Excel BI - Excel Challenge 865

excel-challenges

excel-formulas

🔰 Many legacy machines are dumping logs where the data position varies wildly.

Published

March 24, 2026

Illustration for Excel BI - Excel Challenge 865

Challenge Description

🔰 Many legacy machines are dumping logs where the data position varies wildly. The combined log is given.
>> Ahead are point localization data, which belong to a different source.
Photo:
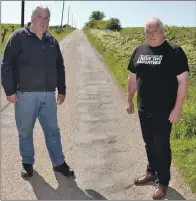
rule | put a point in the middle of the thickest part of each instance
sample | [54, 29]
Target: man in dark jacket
[159, 72]
[32, 68]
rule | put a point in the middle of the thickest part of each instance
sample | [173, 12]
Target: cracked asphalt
[101, 142]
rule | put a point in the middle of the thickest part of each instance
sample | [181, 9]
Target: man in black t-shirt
[159, 73]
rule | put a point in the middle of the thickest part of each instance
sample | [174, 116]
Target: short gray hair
[41, 8]
[154, 20]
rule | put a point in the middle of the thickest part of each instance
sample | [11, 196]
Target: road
[101, 142]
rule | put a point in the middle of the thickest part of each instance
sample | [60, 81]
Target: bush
[114, 25]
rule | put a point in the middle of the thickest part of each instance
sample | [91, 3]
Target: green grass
[116, 49]
[184, 153]
[58, 33]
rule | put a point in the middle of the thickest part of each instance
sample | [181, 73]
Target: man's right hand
[130, 107]
[12, 98]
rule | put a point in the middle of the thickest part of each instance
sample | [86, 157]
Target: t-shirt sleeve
[131, 66]
[181, 63]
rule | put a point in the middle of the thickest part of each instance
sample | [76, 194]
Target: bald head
[154, 31]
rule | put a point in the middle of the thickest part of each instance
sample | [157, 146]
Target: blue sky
[130, 13]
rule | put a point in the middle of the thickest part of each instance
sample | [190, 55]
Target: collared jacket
[30, 64]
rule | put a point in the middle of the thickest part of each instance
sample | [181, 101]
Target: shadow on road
[172, 194]
[67, 189]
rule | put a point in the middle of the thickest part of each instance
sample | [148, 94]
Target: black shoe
[27, 170]
[64, 169]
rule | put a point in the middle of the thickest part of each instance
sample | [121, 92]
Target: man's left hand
[60, 99]
[175, 115]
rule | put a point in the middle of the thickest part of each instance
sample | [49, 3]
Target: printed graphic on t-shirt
[150, 59]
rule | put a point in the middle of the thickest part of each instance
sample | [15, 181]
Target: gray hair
[41, 8]
[155, 20]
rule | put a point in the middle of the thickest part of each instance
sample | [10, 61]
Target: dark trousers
[156, 129]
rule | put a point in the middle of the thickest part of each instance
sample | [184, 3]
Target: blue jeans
[41, 105]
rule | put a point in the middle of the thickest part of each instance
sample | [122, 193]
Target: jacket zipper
[44, 65]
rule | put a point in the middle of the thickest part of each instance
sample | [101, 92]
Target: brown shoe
[160, 192]
[145, 178]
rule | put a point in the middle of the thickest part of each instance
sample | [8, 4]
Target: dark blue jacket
[30, 64]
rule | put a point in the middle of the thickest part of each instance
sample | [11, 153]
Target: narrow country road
[101, 142]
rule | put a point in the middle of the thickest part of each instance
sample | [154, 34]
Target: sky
[130, 13]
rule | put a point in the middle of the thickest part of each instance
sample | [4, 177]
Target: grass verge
[183, 141]
[58, 33]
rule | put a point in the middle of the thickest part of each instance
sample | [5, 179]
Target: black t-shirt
[156, 69]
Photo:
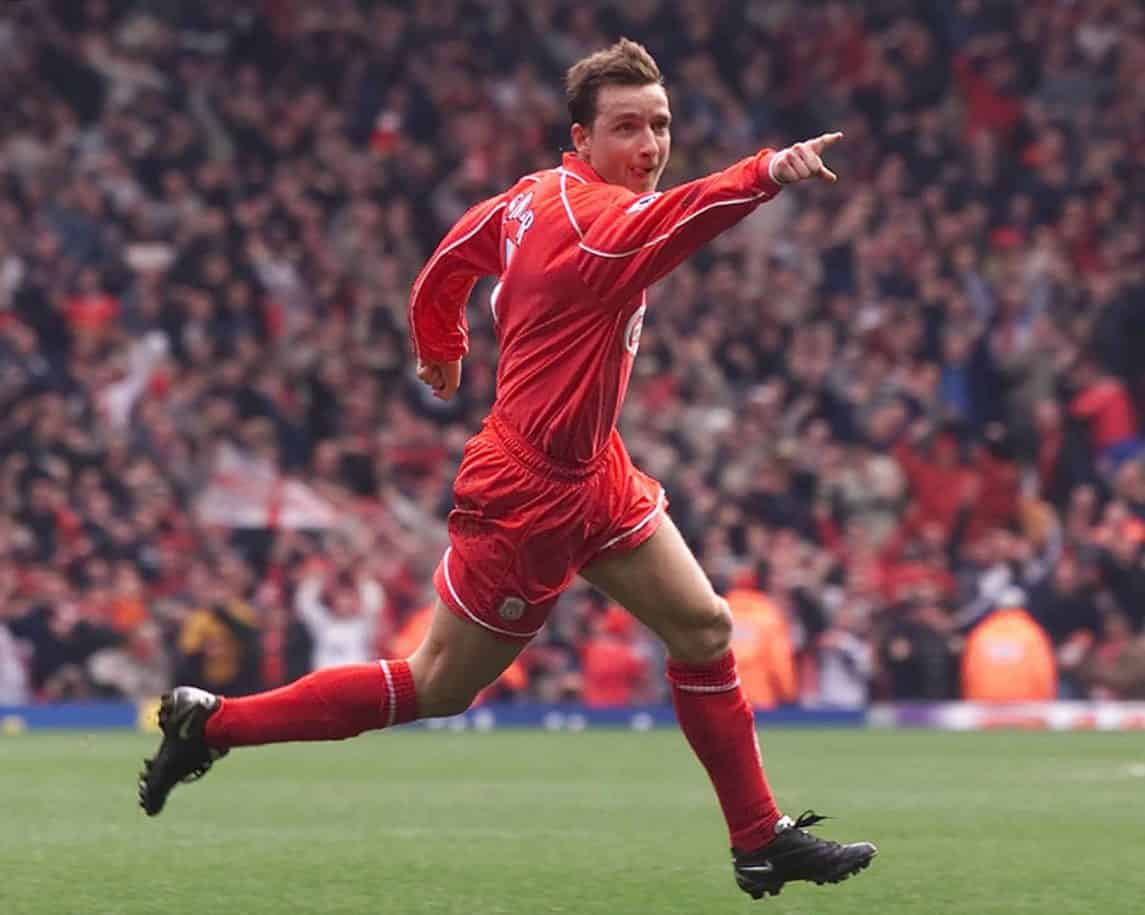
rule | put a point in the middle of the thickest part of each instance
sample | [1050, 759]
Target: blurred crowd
[898, 418]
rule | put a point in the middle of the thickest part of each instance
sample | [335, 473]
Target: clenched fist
[803, 160]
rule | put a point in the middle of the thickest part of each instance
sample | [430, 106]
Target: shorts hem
[453, 604]
[628, 542]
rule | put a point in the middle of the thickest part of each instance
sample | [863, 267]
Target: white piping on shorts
[393, 694]
[474, 617]
[645, 520]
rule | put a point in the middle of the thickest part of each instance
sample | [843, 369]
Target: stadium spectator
[614, 670]
[763, 646]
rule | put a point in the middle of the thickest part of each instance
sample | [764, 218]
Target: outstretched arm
[436, 310]
[634, 241]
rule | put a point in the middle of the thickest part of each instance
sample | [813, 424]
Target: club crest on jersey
[511, 609]
[632, 330]
[644, 203]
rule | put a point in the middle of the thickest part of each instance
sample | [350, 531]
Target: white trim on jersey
[452, 591]
[393, 694]
[437, 257]
[568, 207]
[669, 234]
[645, 520]
[563, 171]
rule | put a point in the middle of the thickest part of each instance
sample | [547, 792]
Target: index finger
[823, 141]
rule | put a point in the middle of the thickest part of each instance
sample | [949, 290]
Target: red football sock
[718, 723]
[328, 704]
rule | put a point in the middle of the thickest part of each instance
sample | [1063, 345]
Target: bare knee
[442, 688]
[707, 637]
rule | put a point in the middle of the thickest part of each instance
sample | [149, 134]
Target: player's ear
[582, 139]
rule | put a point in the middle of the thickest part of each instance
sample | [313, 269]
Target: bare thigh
[662, 584]
[455, 662]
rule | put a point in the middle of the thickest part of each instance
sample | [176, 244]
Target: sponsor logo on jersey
[644, 203]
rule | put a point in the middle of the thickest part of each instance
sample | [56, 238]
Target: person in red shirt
[614, 670]
[546, 489]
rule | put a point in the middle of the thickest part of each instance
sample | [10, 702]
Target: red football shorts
[523, 526]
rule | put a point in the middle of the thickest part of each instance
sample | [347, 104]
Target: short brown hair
[625, 63]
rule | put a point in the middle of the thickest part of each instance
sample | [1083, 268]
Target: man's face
[629, 141]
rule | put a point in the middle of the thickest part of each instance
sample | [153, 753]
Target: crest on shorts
[511, 609]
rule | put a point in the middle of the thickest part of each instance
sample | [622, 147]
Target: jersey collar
[575, 165]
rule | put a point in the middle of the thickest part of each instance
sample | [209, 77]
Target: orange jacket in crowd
[1009, 659]
[763, 649]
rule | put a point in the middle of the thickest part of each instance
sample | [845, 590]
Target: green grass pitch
[602, 821]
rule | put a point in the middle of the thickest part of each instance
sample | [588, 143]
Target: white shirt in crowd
[339, 639]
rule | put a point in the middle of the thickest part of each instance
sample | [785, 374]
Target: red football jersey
[575, 255]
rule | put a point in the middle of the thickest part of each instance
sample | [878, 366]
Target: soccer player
[546, 490]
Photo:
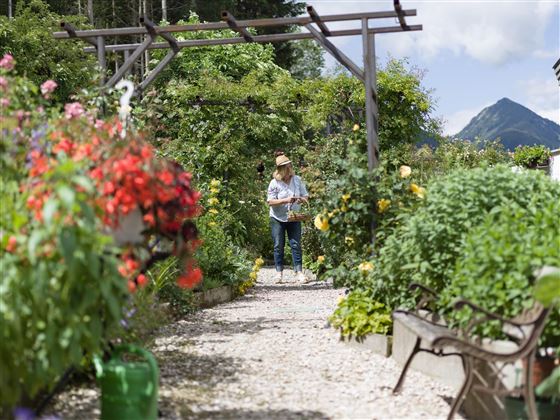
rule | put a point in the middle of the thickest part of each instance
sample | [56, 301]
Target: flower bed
[69, 183]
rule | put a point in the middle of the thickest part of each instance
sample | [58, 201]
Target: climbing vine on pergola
[315, 24]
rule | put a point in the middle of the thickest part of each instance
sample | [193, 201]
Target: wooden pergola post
[151, 32]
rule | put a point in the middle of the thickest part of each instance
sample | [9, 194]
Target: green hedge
[498, 259]
[426, 247]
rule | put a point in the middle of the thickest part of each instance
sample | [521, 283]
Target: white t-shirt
[278, 190]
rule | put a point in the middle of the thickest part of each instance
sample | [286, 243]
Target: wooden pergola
[315, 24]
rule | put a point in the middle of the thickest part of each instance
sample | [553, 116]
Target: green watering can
[129, 390]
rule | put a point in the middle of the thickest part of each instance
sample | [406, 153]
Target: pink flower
[73, 110]
[7, 62]
[48, 87]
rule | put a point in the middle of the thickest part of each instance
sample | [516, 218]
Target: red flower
[11, 245]
[131, 286]
[142, 280]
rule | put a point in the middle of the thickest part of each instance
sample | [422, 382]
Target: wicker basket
[297, 216]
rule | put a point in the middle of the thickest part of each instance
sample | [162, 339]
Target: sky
[472, 52]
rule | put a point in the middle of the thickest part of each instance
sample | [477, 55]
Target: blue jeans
[279, 230]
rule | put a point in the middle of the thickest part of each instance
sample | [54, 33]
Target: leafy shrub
[496, 265]
[60, 290]
[531, 156]
[355, 199]
[426, 246]
[28, 36]
[358, 315]
[221, 261]
[452, 154]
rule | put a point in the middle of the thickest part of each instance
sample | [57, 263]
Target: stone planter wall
[212, 297]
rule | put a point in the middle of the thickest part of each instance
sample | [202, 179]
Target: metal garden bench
[438, 339]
Extract following -

Solutions

library(tidyverse)
library(readxl)

path <- "Excel/800-899/865/865 Complex Regex.xlsx"
input <- read_excel(path, range = "A2:A95")
test <- read_excel(path, range = "C2:E95")

result <- input %>%
  mutate(
    Date = ymd(str_extract(Data, "[0-9]{2,4}[/|-][0-9]{1,2}[/|-][0-9]{1,2}")),
    `Product ID` = str_extract(Data, "[A-Z]{2}[0-9]{3}"),
    `Weight in Kg` = {
      w <- str_extract(
        Data,
        "(kg|kgs|gm|gms)\\s*[0-9]+\\.?[0-9]*|[0-9]+\\.?[0-9]*\\s*(kg|kgs|gm|gms)"
      )
      val <- as.numeric(str_extract(w, "[0-9]+\\.?[0-9]*"))
      unit <- str_extract(w, "kg|kgs|gm|gms")
      case_when(
        unit %in% c("gm", "gms") ~ val / 1000,
        unit %in% c("kg", "kgs") ~ val,
        TRUE ~ NA_real_
      )
    }
  ) %>%
  select(-Data)

all.equal(result, test, check.attributes = FALSE)
# [1] TRUE

Logic: Read the workbook ranges needed for the challenge; Derive the required intermediate columns; Parse the packed text or string structure; Apply the business rule conditions explicitly.
Strengths: The solution stays close to the text pattern itself, which makes the extraction logic easy to audit.
Areas for Improvement: The solution assumes the workbook layout and selected ranges remain stable, so any structural change in the sheet would require small adjustments.
Gem: A small number of well-targeted text patterns does most of the heavy lifting.

import pandas as pd
import re
import numpy as np

path = "Excel/800-899/865/865 Complex Regex.xlsx"
input = pd.read_excel(path, usecols="A", skiprows=1, nrows=93)
test = pd.read_excel(path, usecols="C:E", skiprows=1, nrows=93)

def extract_date(s):
    m = re.search(
        r"(24|2024)[-/](\d{1,2})[-/](\d{1,2})",
        s or ""
    )
    return pd.to_datetime(m.group(0), errors="coerce", dayfirst=False, yearfirst=True) if m else pd.NaT

def extract_product_id(s):
    m = re.search(r"[A-Z]{2}[0-9]{3}", s or "")
    return m.group(0) if m else None

def extract_weight_kg(s):
    m = re.search(r"(kg|kgs|gm|gms)\s*[0-9]+\.?[0-9]*|[0-9]+\.?[0-9]*\s*(kg|kgs|gm|gms)", s or "")
    if not m: return np.nan
    v = re.search(r"[0-9]+\.?[0-9]*", m.group(0))
    u = re.search(r"kg|kgs|gm|gms", m.group(0))
    if not v or not u: return np.nan
    val, unit = float(v.group(0)), u.group(0)
    return val/1000 if unit in ("gm","gms") else val if unit in ("kg","kgs") else np.nan

result = pd.DataFrame({
    "Date": input.iloc[:,0].apply(extract_date),
    "Product ID": input.iloc[:,0].apply(extract_product_id),
    "Weight in Kg": input.iloc[:,0].apply(extract_weight_kg)
})

result["Weight in Kg"] = result["Weight in Kg"].astype("int64")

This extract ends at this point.